O Livro era grande, antigo, as páginas estavam amarelecidas pelo uso, pelo fumo...encontrava-se aberto. E era nele que os olhos dela se concentravam...falavam...mas eu não consegui perceber o que diziam. Vi-a avançar para o livro com passos firmes. Tremia. Não de frio, nem de medo. Revolta...era o que ela sentia.
Como num filme, em camera lenta, vi-a pegar num dos castiçais e incliná-lo em direcção do livro. O Homem tentou impedi-la, tentou demove-la daquele intuito que eu adivinhei ser um sacrilégio...sem sucesso...a chama da vela tocou uma página e apoderou-se por completo daquele alimento seco e inesperado, devorando-o avidamente.
Ele arrancou-a dali...ela estava preparada para ali ser consumida também...pegou-lhe no braço esquerdo e arrastou-a para fora daquele local. Urgência. Era urgente fugir! 2 cavalos brancos surgiram da escuridão da noite.
Ía jurar que eram cavalos alados, enviados por um Deus daquela terra...que ao tocarem o solo se transfiguraram em cavalos mortais.
Ao longe surgiu o brilho crescente de tochas, o som de vozes...consegui perceber o vulto de casas baixas em redor daquele fogo que agora se erguia alto e irado.
Fugiram.
Montaram os cavalos brancos e galoparam deixando tudo para trás. As vozes daqueles que empunhavam as tochas e que certamente acorreram de suas casas para ver o que acontecia passaram a gritos de raiva.
Senti-me transportada para outro quadro.
Rodeados por um deserto...areias douradas e um céu infinito.

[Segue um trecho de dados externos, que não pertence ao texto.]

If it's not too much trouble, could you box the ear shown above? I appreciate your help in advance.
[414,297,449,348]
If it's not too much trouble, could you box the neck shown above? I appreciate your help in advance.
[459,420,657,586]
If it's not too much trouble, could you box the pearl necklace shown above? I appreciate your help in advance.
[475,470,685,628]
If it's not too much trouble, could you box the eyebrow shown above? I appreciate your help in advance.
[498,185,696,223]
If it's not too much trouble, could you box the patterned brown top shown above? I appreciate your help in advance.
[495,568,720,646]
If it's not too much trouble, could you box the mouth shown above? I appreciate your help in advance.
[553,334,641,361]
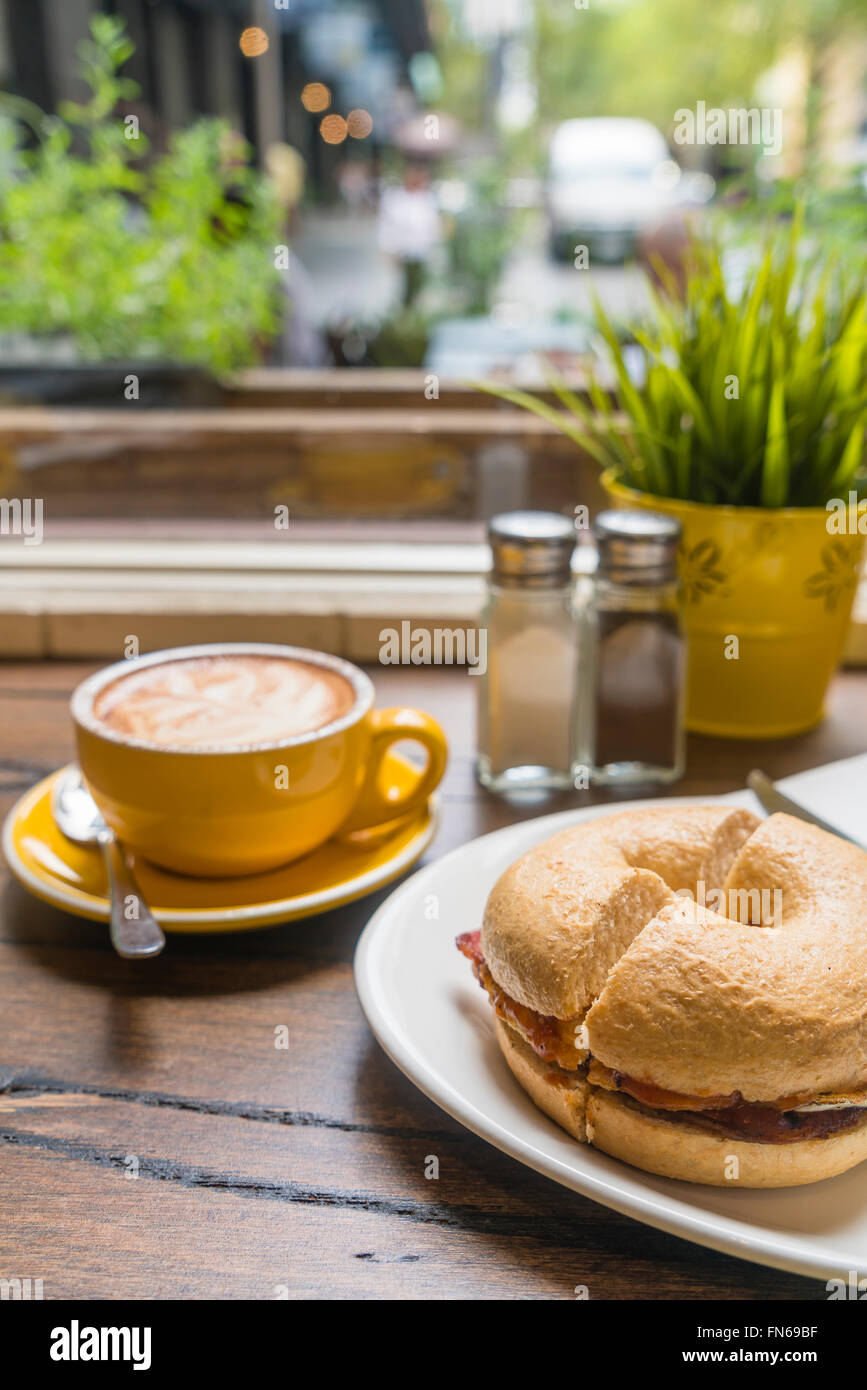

Haviam tendas montadas...cavalos...e lá estava ela. E ele. Mas eu nunca o consegui ver nitidamente, como se não fosse importante. Ela empunhava a espada. Uma espada que mais parecia forjada em ferro, de lamina larga, pesada...
Algures havia uma guerra a ser travada. as suas vestes eram rudes, de um tecido áspero e tinha algo que lhe cobria e prendia o cabelo. Sei que era ela pelos olhos. Não sei como tinha força para empunhar aquela espada...devia ser muito, muito pesada.
Subitamente já não estou ali. Mas continuo no deserto...há um homem que a desafia...as vestes são diferentes das que vi anteriormente no acampamento. Há mais pessoas em redor mas não sei quem eram, penso que das duas facções, mas não interessa...eles começam a lutar. Eu sinto-me mal disposta e quase a desmaiar...como consegue ela manejar aquela espada??
Mas consegue. Acho que nem ela sabe. Porque se no primeiro momento vejo na sua cara e sinto nas minhas entranhas o esforço sobrehumano que faz para erguer a espada, de seguida tudo se sucede rapidamente, como se já não fosse ela a estar ali mas uma qualquer entidade. Vejo-a decepar um braço ao seu adversário...o sangue jorra vermelho e depois...depois é a cabeça que salta violentamente enquanto ela rodopia sobre si mesma...
Tudo se desvanece á minha volta, flashes apenas de várias fugas, de lutas, de batalhas...
E o Livro que ardeu.
Acordei. E tenho estado todo o dia com a sensação de que assisti a algo importante e que não devo esquecer...


2 comentários:

Eliane disse...

Sonhos que não devem ser esquecidos!!!Janelas para o passado eo futuro, por que as veze fazemos esses passeios? isso já aconteceu comigo varias vezes. Um beijo e paz pra vc.

Cristina Paulo disse...

Eliane, são mesmo verdadeiras janelas que se abrem! Uma ajuda preciosa que nos oferecem!
Namasté!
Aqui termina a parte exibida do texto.